ReplyDeleteWho says that tables are not accessible to the blind? That's BS. As someone who works with assistive technology and electronic accessibility for the blind issues, format tables are absolutely accessible -- and more reliable with certain screenreaders than sloppy CSS will ever be.
ReplyDeleteWell, a little bit of redemption to your previous article at least.
ReplyDelete"You can do some really cool things with it, often without having to work very hard. But layout -- at least the three-column layout that everyone seems to want -- isn't one of them."
Yes, you do need to work hard to do certain things in CSS. You need to work hard to do things in any other coding/programming language as well. Anyone can do a "hello world."
A big problem with your argument is this:
"One person wants their web site to be accessible to blind people, another doesn't."
While that's true, it's not a good argument. Ask Target - everyone should care about accessibility.
I wholeheartedly agree. When I first read the "Holy Grail of CSS" article on "A List Apart" my first reaction was - that is pretty awesome that they managed to do this with CSS. My second reaction was - this seems way too complicated for something that takes 10 lines with tables.
ReplyDeleteTo me CSS was always, first and foremost about elegance and simplicity, for both front-end (i.e. how the page looks) and back-end (i.e. the code). It is fine to have complicated CSS for a layout look that cannot be achieved (or would possibly be "heavy" and not user-friendly due to, for example, heavy use of images) with HTML alone.
However, when doing something with CSS is more complicated, less intuitive and 'causes innumerable bugs and headaches, while in comparison, the same thing can be achieved simply and easily with HTML - well how can anyone, at that point, argue that CSS is the better way to go??
I never understood that.
You are also right on the money with dynamic content.

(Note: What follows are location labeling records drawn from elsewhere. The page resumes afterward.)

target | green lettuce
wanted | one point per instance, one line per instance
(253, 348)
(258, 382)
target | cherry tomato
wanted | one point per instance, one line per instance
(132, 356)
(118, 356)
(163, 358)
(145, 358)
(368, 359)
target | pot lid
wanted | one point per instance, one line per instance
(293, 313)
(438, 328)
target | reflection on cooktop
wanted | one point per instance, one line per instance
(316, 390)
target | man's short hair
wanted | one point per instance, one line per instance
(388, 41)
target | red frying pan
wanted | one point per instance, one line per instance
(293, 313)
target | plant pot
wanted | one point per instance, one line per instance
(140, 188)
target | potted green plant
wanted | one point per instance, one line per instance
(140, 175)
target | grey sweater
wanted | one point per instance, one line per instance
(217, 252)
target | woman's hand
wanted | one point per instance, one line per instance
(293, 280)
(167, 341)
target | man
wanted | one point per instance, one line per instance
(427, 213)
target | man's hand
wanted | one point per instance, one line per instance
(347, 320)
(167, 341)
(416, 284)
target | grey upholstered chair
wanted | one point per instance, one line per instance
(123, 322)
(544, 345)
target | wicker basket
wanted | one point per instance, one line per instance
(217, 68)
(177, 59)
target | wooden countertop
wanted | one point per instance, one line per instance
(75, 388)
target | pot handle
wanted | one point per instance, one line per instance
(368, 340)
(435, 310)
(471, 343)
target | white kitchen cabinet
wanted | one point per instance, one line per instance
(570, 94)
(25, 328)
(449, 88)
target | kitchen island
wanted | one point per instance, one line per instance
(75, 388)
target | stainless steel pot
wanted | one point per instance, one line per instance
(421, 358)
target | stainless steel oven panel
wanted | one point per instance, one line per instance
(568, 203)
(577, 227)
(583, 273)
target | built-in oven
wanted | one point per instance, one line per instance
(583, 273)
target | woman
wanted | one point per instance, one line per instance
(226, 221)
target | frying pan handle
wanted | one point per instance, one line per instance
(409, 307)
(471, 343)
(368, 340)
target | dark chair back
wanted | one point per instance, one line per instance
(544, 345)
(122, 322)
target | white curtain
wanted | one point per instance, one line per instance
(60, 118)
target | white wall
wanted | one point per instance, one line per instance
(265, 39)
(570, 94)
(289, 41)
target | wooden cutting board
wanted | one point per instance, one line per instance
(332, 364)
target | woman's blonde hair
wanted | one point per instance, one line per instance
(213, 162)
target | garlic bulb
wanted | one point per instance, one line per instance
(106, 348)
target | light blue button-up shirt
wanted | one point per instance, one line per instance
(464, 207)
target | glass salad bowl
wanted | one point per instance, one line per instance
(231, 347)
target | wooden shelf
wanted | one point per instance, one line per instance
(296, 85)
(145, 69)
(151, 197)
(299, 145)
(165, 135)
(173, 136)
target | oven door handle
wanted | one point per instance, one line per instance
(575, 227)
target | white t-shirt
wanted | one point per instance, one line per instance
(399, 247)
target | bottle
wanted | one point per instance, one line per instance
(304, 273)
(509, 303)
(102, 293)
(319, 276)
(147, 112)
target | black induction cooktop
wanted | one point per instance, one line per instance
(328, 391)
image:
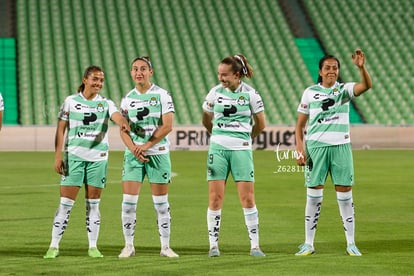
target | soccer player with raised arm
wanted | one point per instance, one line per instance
(326, 149)
(233, 113)
(149, 110)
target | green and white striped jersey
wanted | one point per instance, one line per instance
(144, 113)
(86, 136)
(328, 110)
(232, 121)
(1, 103)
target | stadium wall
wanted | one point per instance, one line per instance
(24, 138)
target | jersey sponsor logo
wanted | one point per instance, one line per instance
(142, 112)
(153, 101)
(87, 135)
(228, 110)
(140, 103)
(89, 118)
(234, 125)
(242, 101)
(327, 103)
(100, 107)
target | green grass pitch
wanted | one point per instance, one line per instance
(384, 205)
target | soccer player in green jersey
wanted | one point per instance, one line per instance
(233, 113)
(84, 117)
(150, 112)
(1, 110)
(324, 107)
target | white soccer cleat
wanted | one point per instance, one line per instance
(127, 251)
(168, 252)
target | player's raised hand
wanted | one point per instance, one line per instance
(358, 57)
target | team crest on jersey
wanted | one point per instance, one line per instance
(100, 107)
(242, 101)
(335, 91)
(153, 101)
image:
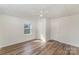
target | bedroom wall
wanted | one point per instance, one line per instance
(12, 30)
(65, 29)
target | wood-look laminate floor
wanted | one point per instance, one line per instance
(37, 47)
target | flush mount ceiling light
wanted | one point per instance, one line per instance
(43, 13)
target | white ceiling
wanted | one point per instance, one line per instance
(33, 10)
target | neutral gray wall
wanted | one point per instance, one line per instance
(65, 29)
(12, 30)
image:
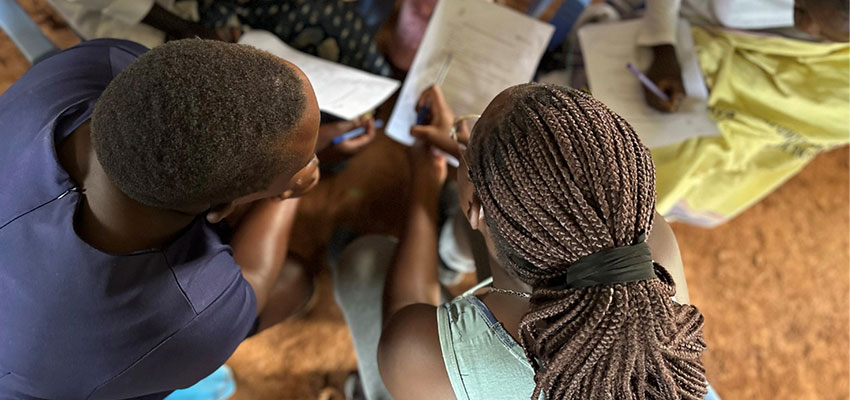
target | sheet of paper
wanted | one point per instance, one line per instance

I deal with several sites where I don't know exactly how much content is going to present at any one time, and while I can get things working 99.9% in IE7 and FF, IE6 (which unfortunately I still can't ignore) on the other hand, still gives me problems whenever I try to redesign things to use CSS-based 3 column layout. And I pretty much tried every trick in the book - shit still breaks.
And one last thing to all the nay-sayers - what is your problem with one table? No, really? I mean, we all know nested tables are bad - they're confusing to code and they slow down rendering. However, I don't see why there's such a strong resistance to putting the one tables for the 3-columns on the page. It's not going to affect performance, the code is cleaner, and the CSS with 2KB or 3KB lighter.
One thing that I'm suprised hasn't come up explicitly is that using tables for layout was originally and has always been a hack. It's not what tables were designed to do.
ReplyDeleteAnother note, and this is purely a personal note - I made the switch from tables to css about 2 years ago. I find my development time has been cut in half since having become familiar with css techniques and have only looked back on very rare occasions. I use css whenever I can because it's faster and simpler for me.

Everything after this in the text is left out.